The Joint Economic Committee (JEC) held a hearing today on the outlook for the U.S. economy. JEC Chairman Maloney’s written statement echoed many of the same sentiments she expressed during last week’s hearing. She noted that the JEC was “eagerly awaiting” the results of the “stress test” of the nation’s 19 largest bank holding companies. She also commended the witness, Ben Bernanke, Chairman of the Federal Reserve, for his leadership in (i) implementing new rules to prevent unfair and deceptive practices related to credit cards; and (ii) for establishing greater transparency at the Federal Reserve.

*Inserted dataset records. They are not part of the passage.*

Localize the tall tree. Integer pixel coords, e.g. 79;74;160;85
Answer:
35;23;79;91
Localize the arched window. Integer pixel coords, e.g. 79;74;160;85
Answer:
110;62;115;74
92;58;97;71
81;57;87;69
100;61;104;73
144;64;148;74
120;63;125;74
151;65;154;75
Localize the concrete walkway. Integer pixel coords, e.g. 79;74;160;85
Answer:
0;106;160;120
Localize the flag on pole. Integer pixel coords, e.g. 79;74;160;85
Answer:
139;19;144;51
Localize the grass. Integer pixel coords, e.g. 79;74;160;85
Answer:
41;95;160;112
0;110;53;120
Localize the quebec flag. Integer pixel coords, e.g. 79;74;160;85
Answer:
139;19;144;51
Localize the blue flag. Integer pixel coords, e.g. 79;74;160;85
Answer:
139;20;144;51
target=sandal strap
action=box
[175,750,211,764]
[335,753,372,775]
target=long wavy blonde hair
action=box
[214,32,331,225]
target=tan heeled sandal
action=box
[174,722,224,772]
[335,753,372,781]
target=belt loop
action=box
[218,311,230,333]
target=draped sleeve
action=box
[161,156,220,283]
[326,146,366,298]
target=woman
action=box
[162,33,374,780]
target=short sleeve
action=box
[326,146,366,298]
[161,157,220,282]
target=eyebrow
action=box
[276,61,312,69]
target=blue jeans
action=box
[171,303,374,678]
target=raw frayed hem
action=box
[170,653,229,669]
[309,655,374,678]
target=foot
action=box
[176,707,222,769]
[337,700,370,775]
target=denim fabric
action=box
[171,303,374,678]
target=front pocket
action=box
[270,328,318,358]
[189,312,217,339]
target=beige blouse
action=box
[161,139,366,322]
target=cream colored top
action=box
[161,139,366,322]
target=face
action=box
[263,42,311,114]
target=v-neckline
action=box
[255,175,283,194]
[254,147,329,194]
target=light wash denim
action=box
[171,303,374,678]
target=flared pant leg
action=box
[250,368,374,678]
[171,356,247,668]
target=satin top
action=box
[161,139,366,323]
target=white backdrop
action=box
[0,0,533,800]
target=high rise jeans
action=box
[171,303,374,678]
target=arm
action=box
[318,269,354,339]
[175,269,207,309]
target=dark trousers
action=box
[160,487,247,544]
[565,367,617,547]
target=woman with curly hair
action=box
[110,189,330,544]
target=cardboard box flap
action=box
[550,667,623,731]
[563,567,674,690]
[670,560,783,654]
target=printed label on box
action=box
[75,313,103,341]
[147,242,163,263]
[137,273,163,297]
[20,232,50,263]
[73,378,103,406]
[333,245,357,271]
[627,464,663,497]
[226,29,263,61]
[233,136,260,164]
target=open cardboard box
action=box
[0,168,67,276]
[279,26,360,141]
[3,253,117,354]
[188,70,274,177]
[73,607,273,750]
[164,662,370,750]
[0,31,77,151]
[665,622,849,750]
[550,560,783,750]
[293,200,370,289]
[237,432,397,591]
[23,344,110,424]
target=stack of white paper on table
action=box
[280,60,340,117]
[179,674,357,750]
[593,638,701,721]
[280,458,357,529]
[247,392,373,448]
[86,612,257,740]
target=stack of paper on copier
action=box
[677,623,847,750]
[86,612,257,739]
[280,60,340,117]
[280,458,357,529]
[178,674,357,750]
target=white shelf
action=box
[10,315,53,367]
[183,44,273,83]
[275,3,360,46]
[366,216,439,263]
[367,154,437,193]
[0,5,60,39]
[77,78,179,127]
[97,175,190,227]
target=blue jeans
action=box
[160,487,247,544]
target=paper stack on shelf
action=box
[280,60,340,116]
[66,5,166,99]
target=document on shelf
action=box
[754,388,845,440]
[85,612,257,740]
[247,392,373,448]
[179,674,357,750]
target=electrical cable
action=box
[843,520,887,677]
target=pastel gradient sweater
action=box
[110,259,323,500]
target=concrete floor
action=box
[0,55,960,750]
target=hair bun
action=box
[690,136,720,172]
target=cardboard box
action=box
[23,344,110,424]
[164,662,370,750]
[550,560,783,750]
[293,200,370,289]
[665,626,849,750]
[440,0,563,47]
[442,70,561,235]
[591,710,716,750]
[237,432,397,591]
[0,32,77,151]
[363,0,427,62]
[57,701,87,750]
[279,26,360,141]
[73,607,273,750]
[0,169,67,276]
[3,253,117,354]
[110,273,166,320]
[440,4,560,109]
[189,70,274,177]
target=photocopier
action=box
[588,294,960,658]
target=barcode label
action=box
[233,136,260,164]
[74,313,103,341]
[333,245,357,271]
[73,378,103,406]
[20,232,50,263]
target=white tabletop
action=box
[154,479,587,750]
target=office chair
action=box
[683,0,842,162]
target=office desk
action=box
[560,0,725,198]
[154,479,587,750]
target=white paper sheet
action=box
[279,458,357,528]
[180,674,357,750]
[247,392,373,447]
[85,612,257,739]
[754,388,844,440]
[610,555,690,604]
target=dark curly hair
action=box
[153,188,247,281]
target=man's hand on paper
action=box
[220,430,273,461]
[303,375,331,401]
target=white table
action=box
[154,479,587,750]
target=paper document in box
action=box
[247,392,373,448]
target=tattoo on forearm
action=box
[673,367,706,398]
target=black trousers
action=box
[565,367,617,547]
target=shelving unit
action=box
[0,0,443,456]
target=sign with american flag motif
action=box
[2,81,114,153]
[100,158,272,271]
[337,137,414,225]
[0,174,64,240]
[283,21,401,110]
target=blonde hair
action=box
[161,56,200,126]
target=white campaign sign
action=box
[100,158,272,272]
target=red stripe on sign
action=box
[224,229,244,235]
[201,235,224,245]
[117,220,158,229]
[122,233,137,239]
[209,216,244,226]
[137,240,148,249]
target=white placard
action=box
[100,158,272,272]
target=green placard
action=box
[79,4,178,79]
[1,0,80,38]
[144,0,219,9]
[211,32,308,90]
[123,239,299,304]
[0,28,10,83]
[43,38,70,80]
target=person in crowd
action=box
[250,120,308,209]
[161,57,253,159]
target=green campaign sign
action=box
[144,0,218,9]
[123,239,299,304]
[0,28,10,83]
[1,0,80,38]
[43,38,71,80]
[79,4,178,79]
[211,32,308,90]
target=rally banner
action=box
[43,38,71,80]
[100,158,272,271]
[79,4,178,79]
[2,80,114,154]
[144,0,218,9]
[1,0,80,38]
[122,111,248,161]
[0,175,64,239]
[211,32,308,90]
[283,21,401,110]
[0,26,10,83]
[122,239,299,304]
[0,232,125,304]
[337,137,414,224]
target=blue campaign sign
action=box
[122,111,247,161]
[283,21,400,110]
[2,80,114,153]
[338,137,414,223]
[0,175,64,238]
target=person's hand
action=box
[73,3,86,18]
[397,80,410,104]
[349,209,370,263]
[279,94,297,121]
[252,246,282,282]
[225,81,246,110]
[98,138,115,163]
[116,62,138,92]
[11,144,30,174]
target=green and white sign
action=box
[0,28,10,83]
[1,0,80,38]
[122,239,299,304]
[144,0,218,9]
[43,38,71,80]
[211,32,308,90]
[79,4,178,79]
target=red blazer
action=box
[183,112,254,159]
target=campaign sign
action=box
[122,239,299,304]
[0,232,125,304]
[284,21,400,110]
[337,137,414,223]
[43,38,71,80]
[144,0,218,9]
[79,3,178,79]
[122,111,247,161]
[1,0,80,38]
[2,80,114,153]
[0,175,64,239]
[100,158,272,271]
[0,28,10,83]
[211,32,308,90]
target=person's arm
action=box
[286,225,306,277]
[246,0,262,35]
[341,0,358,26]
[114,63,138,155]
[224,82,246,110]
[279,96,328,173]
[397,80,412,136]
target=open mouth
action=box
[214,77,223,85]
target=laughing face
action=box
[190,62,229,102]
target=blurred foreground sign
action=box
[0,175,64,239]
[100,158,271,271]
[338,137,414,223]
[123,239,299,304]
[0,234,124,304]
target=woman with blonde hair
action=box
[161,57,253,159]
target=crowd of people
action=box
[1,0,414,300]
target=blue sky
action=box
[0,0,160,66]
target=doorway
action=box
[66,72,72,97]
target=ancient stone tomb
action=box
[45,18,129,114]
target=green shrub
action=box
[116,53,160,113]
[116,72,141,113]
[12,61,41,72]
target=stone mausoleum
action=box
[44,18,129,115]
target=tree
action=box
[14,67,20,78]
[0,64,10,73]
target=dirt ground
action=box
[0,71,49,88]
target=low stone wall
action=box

In his testimony, Chairman Bernanke discussed recent economic developments. Although he expects that the labor market will “likely see further sizable job losses and increased unemployment” over the next few months, he noted that “recent data also suggest that the pace of contraction may be slowing, and they include some tentative signs that final demand, especially demand by households, may be stabilizing.” In response to a question from Chairman Maloney about whether there was “any good news” for the economy, Chairman Bernanke was cautiously optimistic that, as the decline in inventory levels led to an increase in production and household demand stabilized, the economy would experience “positive growth by the end of the year.”

Chairman Bernanke also described the efforts taken to restore stability to the financial system, and discussed the “stress test” performed by the federal bank regulatory agencies on the 19 largest bank holding companies under the Capital Assistance Program. He explained that the delay in the release of stress test results was required by (i) the expansive nature of the examination, (ii) the opportunity given to the companies to provide additional explanation and correct misstatements or communication errors, and (iii) time spent by the agencies to ensure that the results of the examination were as accurate as possible.

In responding to a question about the concept of “too big to fail,” Chairman Bernanke stated that “too big to fail” was not a policy or a doctrine but rather a problem. He stated that the problem resulted from a lack of legal authority to engage in the orderly resolution of large institutions and holding companies that were not banks. Under current law, he continued, there is no resolution regime to safely unwind a large company in a manner analogous to the FDIC receivership process used for banks.